Meryem bu kitabı yazdıktan sonra zaman içerisinde biriken yeni öyküleri oluyor. 2018 yılında “Kırkyama” isimli ikinci kitabını çıkarıyor. Burada da yine genellikle öykülerinin başkarakterlerini kadınlardan oluşturuyor. Karadeniz coğrafyasından çıkıp bu sefer diğer coğrafyalardaki kadınların hikâyelerine de temas ediyor. Bu arada Meryem’in yıllar boyunca harika resimler yaptığını söylemiştim. Bu nedenle iki kitabının da kapak resimleri kendisine ait. 
Yorulmak olmaz!
Sohbetimize biraz ara veriyoruz. Hani o, “Pek sevmiyorum girmeyi” dediği mutfak vardı ya! İşte o mutfaktan bir sürü yemek koyuveriyor önüme.  Emeksiz yemek olur mu hiç? Yemekten sonra bir çıkarıyor ki yünlerden battaniye örmüş, “Nasıl birleştireyim?” diye soruyor. Sonra oradan kalkıp beraber bahçeyi suluyoruz. Akşam burada aynı binadaki yaşadığı kadınlarla toplanıp sohbet ediyorlarmış. Bahçedeki çardağı da kadınlarla, belediyeden izin alarak yapmışlar. “Ne varsa kadınlarda var!” diyor. Bu çardakta onun öykü kitaplarını bile okumuşlar. Beraber çardağı temizliyoruz, bahçenin yanındaki bitkileri ve ağaçları suluyoruz. Tekrar eve girdiğimizde bir süre dinlendikten sonra çıkarıyor mandolinini, birkaç şarkı çalıyor. Eşlik ediyorum. “Yoruldunuz mu?” O pek yorulmuyor. Büyük bir zevkle çalışıyor, emek veriyor. “Bu ellerimiz sağlam olduktan sonra hiç çalışmamak olur mu?” diyor. 

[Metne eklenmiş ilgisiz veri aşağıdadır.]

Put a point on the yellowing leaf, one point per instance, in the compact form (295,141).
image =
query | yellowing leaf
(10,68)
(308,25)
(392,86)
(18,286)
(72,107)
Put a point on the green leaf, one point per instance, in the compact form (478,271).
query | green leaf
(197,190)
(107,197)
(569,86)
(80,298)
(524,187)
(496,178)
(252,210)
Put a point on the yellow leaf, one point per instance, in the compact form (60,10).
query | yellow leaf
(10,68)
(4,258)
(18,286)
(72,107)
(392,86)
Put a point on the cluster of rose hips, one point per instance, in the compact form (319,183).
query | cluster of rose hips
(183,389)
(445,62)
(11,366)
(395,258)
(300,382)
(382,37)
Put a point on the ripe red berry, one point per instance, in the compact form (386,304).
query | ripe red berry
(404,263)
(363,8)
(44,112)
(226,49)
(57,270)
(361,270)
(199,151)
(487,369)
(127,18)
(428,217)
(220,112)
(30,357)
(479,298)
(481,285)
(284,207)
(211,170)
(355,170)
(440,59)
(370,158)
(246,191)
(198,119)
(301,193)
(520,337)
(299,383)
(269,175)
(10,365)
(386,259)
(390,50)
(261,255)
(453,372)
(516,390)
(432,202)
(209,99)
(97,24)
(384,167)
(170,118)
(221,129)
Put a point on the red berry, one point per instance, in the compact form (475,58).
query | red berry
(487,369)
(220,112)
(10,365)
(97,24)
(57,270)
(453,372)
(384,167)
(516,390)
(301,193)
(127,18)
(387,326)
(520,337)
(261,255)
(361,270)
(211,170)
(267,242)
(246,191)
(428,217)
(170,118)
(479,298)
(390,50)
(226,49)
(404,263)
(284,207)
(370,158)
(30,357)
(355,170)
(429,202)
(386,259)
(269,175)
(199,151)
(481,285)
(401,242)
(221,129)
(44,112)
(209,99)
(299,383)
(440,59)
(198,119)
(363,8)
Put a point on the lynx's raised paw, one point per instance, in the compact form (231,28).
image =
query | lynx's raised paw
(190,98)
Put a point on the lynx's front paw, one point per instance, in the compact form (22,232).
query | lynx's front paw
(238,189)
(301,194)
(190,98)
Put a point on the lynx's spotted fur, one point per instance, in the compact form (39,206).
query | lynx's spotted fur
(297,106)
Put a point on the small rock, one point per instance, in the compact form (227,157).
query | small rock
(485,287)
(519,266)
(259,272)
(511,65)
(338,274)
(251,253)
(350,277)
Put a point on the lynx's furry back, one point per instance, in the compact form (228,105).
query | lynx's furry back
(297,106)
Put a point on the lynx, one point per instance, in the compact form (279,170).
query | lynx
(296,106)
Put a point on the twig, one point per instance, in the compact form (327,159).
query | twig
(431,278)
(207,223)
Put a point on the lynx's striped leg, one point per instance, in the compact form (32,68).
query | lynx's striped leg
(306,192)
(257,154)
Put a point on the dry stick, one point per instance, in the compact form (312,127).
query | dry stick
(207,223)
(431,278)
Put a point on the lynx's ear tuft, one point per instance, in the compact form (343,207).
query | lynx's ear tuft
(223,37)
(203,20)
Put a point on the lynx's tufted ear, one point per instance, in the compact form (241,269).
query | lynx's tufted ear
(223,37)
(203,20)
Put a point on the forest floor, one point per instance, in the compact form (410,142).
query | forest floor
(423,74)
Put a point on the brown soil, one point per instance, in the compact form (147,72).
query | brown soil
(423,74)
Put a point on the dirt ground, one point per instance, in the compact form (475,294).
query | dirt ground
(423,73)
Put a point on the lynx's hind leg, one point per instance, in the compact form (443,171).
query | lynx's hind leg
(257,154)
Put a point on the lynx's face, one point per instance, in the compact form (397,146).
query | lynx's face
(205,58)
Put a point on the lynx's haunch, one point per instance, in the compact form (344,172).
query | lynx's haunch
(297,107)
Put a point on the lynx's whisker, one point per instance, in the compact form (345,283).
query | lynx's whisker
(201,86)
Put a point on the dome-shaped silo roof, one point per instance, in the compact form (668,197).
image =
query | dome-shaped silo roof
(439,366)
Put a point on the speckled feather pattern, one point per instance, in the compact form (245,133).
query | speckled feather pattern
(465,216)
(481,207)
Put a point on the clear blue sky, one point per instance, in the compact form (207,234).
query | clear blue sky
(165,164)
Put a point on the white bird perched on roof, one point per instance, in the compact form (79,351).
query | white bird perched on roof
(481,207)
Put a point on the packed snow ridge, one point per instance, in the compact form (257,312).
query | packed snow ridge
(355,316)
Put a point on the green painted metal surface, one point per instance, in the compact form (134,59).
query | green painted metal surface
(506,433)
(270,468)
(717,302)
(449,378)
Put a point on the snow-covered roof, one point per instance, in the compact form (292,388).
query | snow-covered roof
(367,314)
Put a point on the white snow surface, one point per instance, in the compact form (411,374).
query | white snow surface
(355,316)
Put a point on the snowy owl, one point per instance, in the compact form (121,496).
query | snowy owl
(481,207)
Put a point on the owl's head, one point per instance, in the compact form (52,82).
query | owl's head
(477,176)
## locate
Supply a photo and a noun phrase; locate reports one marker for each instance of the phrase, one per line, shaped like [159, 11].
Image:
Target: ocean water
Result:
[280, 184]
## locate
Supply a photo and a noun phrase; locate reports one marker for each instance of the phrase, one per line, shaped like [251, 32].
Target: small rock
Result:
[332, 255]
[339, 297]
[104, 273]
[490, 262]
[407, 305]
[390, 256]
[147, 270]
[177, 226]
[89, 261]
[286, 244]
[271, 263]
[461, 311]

Biraz yaştan konu açılıyor. 65 yaşına geldiğinden bahsediyor. Öyle yarım ağızla falan değil ha! Gururla, bastırarak! “Daha çoook kitaplar çıkarmak isterim” diyor. Kendisi insan ve kadın hakları savunuculuğunu yaşamında her daim ön plana almış. Özellikle kadınların mücadelesi ve yolculuğu, onun için çok değerli. Doğayı, emek vermeyi, yaşı kaç olursa olsun çalışmayı ve üretmeyi çok seviyor. Şimdilerde üçüncü kitabını tamamlamaya çalıştığını anlatıyor. Biraz nefes almak için şehir dışına, belki bir sahil yerine gitmek istediğinden bahsediyor.  “Daha çok yazacağım şey var” cümlesini sıklıkla yineliyor. Ona bakınca yaşamımda “yapamadım, olmadı” dediğim konuları sorgulamaya başlıyorum. İyisi mi biz yine Meryem’in bir cümlesi ile bitirelim: Üretmek için çok çalışmak, çok emek vermek gerekiyor.